Abstract

The risk of fire, and of fire-related structural degradation, represents an ever present challenge to the safe design of marine sandwich composite structures. Current state-of-the-art fire analysis and damage assessment tool has ignored the coexistence of discrete (delamination) and continuum damage in a sandwich composite structure after a fire exposure. To capture the synergistic interaction between the discrete and continuum damage and their compounding effects to the final failure, a fire damage assessment tool for a marine composite sandwich structure was developed by integrating the 1D fire model of a composite sandwich panel with a hybrid progressive damage prediction module within the LS-DYNA3D computational framework. The 1D fire model for a combustible skin and decomposable core was employed to characterize the temperature and mass dependent heat conduction, energy consumption resulting from the decomposition, and the energy transfer associated with vaporous migration.
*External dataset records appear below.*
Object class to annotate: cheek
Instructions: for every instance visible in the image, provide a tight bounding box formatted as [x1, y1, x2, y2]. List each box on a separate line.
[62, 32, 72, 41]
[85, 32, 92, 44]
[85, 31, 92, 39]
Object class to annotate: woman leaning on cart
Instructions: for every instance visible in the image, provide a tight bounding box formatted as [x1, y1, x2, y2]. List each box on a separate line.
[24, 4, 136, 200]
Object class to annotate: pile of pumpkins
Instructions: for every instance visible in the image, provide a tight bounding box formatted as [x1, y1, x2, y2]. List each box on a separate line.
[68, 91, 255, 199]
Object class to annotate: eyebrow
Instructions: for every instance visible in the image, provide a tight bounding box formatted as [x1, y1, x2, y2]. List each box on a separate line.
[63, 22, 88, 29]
For a given thermal and mechanical damage of a sandwich composite system, a multi-scale solution framework was formulated to determine the material response and failure at the structural level from the damage progression at its constituent, ply, and laminated plate level. The delamination failure along an interface was characterized by a cohesive element approach with a user-defined cohesive law while the diffuse damage resulting from the fiber/tow/matrix failure in the sandwich composite was characterized using a continuum damage model. A loaded sandwich beam with and without a fire was considered to demonstrate the effects of fire damage on the ultimate strength of the sandwich structure.